(Reuters Health) – People with tinnitus – a ringing or other “phantom” sounds in their ears – may benefit from a treatment that sends electromagnetic pulses into the brain, suggests a new study.
Transcranial magnetic simulation (TMS) is not currently available for the average person with tinnitus, but the study’s lead author hopes it will someday be used along with existing therapies like hearing aids and symptom management strategies.
“I don’t see TMS replacing all that, but I see it as another option for helping some patients,” said Robert Folmer of Portland Veterans Affairs Medical Center and Oregon Health and Science University.
“Tinnitus is more likely to occur in people with hearing loss or people who had a lot of noise exposure,” he said. “So it’s usually associated with damage to the auditory system.”
For the treatment, electric current running through a coil placed on the scalp generates a magnetic field that affects nearby brain cells.
“It’s the magnetic field that penetrates the scalp and skull and interacts with brain tissue,” Folmer told Reuters Health. The therapy is already approved in the U.S. for treatment of depression, he added.
Past studies have found that people with tinnitus have increased neural activity in regions of the brain associated with hearing even when there is no sound, Folmer said.
“When we deliver one pulse per second of TMS, that low rate of TMS stimulation can suppress neural activity in that region,” he said.
For the new study of 64 people with significant ringing in their ears, the researchers randomly assigned half the participants to receive 2,000 TMS pulses during sessions over 10 consecutive business days. The other half of the participants received sham TMS. The sessions lasted approximately 35 minutes each.
The participants then periodically filled out questionnaires about the severity of their tinnitus over the next six months.
Overall, 56 percent of participants receiving TMS improved by the end of the 10 sessions, compared to 22 percent of the participants who received sham TMS.
“Some people responded quite well,” Folmer said. “We were surprised they maintained their improvement throughout the six months of follow-up. I thought if people showed an improvement it would be short-lived.”
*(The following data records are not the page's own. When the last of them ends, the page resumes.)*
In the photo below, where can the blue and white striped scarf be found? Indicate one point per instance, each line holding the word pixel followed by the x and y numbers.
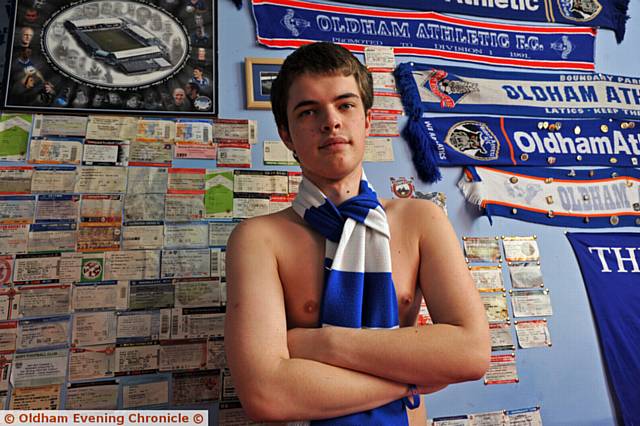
pixel 359 290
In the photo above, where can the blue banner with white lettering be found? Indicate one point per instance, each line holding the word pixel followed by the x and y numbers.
pixel 610 269
pixel 508 141
pixel 611 14
pixel 293 23
pixel 427 88
pixel 599 198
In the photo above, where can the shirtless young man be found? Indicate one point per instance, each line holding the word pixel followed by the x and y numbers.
pixel 283 366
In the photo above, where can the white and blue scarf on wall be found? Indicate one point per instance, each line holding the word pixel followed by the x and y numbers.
pixel 359 290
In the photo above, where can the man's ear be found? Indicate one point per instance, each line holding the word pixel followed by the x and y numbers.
pixel 285 136
pixel 367 123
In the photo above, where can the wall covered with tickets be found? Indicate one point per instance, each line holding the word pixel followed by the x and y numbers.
pixel 112 245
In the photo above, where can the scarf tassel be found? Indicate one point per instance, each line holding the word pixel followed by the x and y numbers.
pixel 424 153
pixel 620 8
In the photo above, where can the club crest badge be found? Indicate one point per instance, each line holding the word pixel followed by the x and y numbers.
pixel 563 46
pixel 294 25
pixel 579 10
pixel 449 90
pixel 402 187
pixel 473 139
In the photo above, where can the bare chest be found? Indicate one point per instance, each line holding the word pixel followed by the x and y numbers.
pixel 302 275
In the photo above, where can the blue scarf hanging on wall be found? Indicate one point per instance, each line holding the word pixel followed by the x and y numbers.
pixel 611 14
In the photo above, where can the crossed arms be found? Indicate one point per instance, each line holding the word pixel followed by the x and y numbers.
pixel 334 371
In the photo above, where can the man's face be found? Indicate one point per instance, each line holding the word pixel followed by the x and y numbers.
pixel 26 36
pixel 327 125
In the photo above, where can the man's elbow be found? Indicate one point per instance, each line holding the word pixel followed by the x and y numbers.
pixel 478 358
pixel 262 404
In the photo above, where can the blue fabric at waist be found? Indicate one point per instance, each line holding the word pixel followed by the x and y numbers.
pixel 391 414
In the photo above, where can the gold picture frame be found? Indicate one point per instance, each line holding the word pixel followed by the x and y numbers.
pixel 259 75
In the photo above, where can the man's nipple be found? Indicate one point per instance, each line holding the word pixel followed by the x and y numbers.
pixel 311 307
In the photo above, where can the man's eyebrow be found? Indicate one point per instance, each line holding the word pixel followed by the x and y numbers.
pixel 342 96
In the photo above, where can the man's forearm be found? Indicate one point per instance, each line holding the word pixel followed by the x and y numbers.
pixel 301 389
pixel 432 356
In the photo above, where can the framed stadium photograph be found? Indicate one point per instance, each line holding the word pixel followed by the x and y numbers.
pixel 259 74
pixel 148 56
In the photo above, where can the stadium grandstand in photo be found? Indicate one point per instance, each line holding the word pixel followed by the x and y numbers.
pixel 120 43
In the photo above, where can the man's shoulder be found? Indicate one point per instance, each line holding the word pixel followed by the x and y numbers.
pixel 413 209
pixel 267 226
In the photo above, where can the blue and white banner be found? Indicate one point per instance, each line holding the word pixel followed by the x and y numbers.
pixel 611 14
pixel 609 266
pixel 293 23
pixel 429 88
pixel 602 198
pixel 506 141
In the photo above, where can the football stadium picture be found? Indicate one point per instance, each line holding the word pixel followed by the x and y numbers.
pixel 120 43
pixel 156 56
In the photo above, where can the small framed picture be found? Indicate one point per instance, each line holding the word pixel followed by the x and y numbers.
pixel 140 56
pixel 259 76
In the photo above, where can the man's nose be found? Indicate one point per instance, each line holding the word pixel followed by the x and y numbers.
pixel 331 120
By the end of the six months, 66 percent of the TMS group had improved, compared to 38 percent of the sham group.
None of the participants dropped out of the trial because of side effects, but Folmer said sometimes TMS can cause jaw movement or eye twitching. In those cases, he said the intensity of the pulses is turned down.
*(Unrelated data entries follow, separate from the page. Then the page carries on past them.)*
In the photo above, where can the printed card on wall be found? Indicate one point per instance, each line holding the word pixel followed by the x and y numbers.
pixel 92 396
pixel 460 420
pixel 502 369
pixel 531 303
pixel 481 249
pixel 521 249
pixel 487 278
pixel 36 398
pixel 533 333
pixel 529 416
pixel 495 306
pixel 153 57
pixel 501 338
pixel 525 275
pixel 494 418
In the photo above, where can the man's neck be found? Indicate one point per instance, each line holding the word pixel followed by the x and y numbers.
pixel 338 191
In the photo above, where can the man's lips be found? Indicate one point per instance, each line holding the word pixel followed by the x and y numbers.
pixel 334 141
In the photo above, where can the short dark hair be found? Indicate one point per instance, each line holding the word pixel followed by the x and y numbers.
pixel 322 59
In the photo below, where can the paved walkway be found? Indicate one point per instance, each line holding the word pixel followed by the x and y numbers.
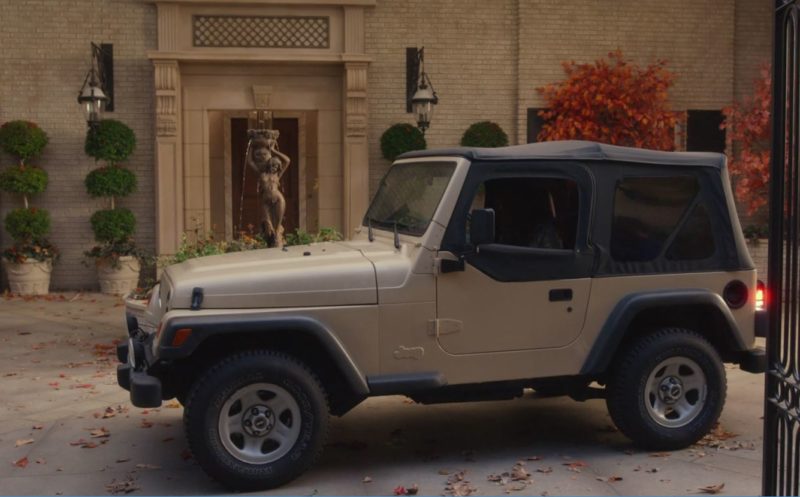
pixel 66 428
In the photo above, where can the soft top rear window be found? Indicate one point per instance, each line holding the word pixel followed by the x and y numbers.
pixel 646 212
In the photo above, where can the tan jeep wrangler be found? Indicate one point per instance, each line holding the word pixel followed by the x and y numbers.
pixel 564 267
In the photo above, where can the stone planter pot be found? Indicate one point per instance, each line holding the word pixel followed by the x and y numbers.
pixel 120 280
pixel 29 278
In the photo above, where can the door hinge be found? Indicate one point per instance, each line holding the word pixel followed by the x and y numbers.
pixel 439 327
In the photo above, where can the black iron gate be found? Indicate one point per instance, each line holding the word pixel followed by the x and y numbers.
pixel 781 474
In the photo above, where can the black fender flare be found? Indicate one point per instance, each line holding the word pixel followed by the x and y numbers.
pixel 615 327
pixel 204 327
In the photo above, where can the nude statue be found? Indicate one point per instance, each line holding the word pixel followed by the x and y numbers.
pixel 270 164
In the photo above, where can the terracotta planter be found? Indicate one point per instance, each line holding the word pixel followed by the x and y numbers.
pixel 120 280
pixel 29 278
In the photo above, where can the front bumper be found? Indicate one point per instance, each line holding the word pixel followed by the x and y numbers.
pixel 132 373
pixel 754 360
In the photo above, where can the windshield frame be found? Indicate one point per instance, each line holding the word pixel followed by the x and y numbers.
pixel 399 227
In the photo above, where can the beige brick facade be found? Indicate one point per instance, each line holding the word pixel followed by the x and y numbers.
pixel 44 56
pixel 485 57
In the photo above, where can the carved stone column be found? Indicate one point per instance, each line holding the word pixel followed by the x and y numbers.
pixel 356 153
pixel 169 160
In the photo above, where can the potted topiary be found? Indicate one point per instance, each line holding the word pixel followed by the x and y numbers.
pixel 29 262
pixel 484 134
pixel 116 256
pixel 401 138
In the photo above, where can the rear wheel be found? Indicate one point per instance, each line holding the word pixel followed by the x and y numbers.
pixel 256 420
pixel 668 390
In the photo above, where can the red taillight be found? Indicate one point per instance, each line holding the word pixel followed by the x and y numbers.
pixel 761 297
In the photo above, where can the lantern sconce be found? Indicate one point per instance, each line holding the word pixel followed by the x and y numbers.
pixel 97 92
pixel 420 95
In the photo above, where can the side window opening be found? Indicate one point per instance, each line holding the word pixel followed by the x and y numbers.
pixel 531 212
pixel 695 240
pixel 646 212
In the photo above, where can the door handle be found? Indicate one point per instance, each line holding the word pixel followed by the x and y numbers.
pixel 561 295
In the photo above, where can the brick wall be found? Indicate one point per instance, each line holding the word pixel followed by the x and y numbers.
pixel 470 55
pixel 44 57
pixel 485 57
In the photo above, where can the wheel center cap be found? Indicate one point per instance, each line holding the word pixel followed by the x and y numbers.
pixel 670 390
pixel 258 420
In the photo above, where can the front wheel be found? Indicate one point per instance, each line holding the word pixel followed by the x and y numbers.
pixel 256 420
pixel 668 390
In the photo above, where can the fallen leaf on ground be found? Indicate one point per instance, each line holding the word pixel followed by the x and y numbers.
pixel 99 433
pixel 576 466
pixel 125 486
pixel 609 479
pixel 712 489
pixel 458 485
pixel 401 490
pixel 519 473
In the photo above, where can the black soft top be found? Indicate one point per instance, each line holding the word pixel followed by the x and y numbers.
pixel 577 150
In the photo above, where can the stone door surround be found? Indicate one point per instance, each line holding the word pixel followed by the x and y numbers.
pixel 311 32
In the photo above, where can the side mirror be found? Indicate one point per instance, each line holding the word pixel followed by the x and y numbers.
pixel 481 228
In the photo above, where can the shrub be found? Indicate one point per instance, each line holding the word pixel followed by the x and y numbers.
pixel 22 179
pixel 22 139
pixel 113 225
pixel 484 134
pixel 28 226
pixel 110 140
pixel 111 181
pixel 401 138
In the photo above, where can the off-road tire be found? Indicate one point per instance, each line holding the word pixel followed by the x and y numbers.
pixel 626 392
pixel 208 396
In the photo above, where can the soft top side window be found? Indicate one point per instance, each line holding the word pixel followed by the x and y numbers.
pixel 531 212
pixel 646 212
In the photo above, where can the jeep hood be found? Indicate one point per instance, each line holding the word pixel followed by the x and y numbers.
pixel 321 274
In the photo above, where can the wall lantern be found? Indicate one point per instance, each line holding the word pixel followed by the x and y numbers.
pixel 424 95
pixel 96 95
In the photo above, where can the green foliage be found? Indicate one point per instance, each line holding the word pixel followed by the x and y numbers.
pixel 28 226
pixel 111 181
pixel 484 134
pixel 22 139
pixel 202 245
pixel 303 237
pixel 113 251
pixel 113 225
pixel 401 138
pixel 22 179
pixel 110 140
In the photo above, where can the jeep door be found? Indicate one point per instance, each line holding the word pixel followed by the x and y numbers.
pixel 528 288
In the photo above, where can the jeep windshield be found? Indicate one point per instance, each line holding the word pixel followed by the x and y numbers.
pixel 408 196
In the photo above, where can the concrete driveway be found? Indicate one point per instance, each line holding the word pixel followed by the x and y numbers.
pixel 67 429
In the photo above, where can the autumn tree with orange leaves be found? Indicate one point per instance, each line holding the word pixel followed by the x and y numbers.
pixel 749 128
pixel 611 101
While people who responded to the treatment typically sustained their improvements over the six months, larger studies are needed before TMS is offered to people with tinnitus, the researchers write in JAMA Otolaryngology-Head and Neck Surgery.
In a previous study, Dr. Jay Piccirillo from the Washington University School of Medicine in St. Louis found that TMS did not help tinnitus, but he told Reuters Health that the difference in results between the two studies may be due to differences in the groups studied.
For example, the participants in his study were younger, had more severe tinnitus and had very low depression scores (see Reuters Health story of April 22, 2013 here: reut.rs/1K9Gp6V).
“There is probably some effect,” said Piccirillo, who wasn’t involved in the new study. “We just don’t know in whom and what place to stimulate and how much.”
Folmer said it’s difficult to say how much a TMS session for tinnitus would cost, because it’s not approved to treat that condition.
“For people with tinnitus, they should try the management strategies that are available now,” he advised.